In wake of home crisis: buyer education
By Nick Carey
MEMPHIS (Reuters) - Concerned by foreclosures but keen to take advantage of sliding home prices, a growing number of prospective buyers in the United States are signing up for a different kind of class: home-buyer education.
"These people have seen what's happened around them, to their neighbors, their friends or their family," said Tim Bolding, executive director of United Housing, a nonprofit lender that offers such classes.
"They want to buy but don't want to end up like the people they see around them, so they're coming to us."
Memphis, where United Housing is based, had the 13th highest rate of foreclosures among U.S. cities in 2007, with 22,654 filings, or 2.1 percent of homes in foreclosure, according to RealtyTrac.
And, in the first quarter of this year, the median sales price for an existing family home in the Memphis area was down 18.5 percent from a year earlier, at $110,800 compared with $135,900, according to the National Association of Realtors (NAR).
Attendance at United Housing's home buyer classes -- mainly for low income borrowers -- has jumped some 30 percent this year as a result, Bolding said.
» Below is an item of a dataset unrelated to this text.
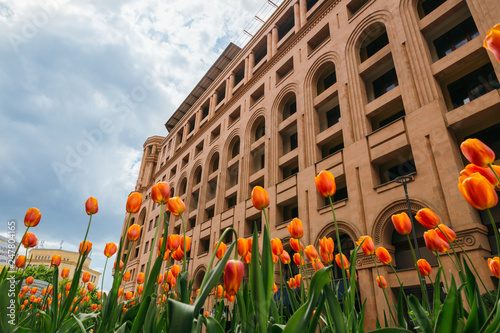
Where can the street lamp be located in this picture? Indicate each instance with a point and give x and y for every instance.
(405, 180)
"Most of the questions we get from prospective buyers are focused on how to avoid adjustable rate mortgages and other problem products they've heard about in the media," Bolding said. "Everyone wants to avoid a bad loan."
This is a far cry from the property boom, when fast-and-loose lending principles meant low-income borrowers could get loans instantly with little or no documentation -- and had little need for nonprofit lenders like United Housing.
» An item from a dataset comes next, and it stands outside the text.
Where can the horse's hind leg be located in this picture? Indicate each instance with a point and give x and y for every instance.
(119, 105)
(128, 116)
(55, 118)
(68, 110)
"During the boom, our home loan business trailed off to nearly nothing," said Bob Boyle, head of Justine Petersen, a nonprofit lender based in St Louis. Its home ownership program consists of building up a prospective home buyer's credit rating and financial acumen over six to 18 months before giving them a mortgage.
"When borrowers could get a loan instantly regardless of income or credit rating, why would they wait?" said Boyle.
Now the housing crisis has pushed home prices down -- median prices in the St Louis area were down nearly 10 percent in the first quarter, according to NAR data -- but credit standards have tightened, hopeful first-time buyers have returned to nonprofit lenders like Justine Petersen.
"There has never been a better time to be a first-time buyer," said Sheri Flanigan-Vazquez, Justine Petersen's chief operating officer. "If you can get access to credit, that is."
But while demand for home buyer education is spiking in some areas around the country, nonprofit groups say their resources are stretched so thin by providing foreclosure prevention counseling they have few resources left to help prospective homeowners.
"We're swamped right now," Bolding said.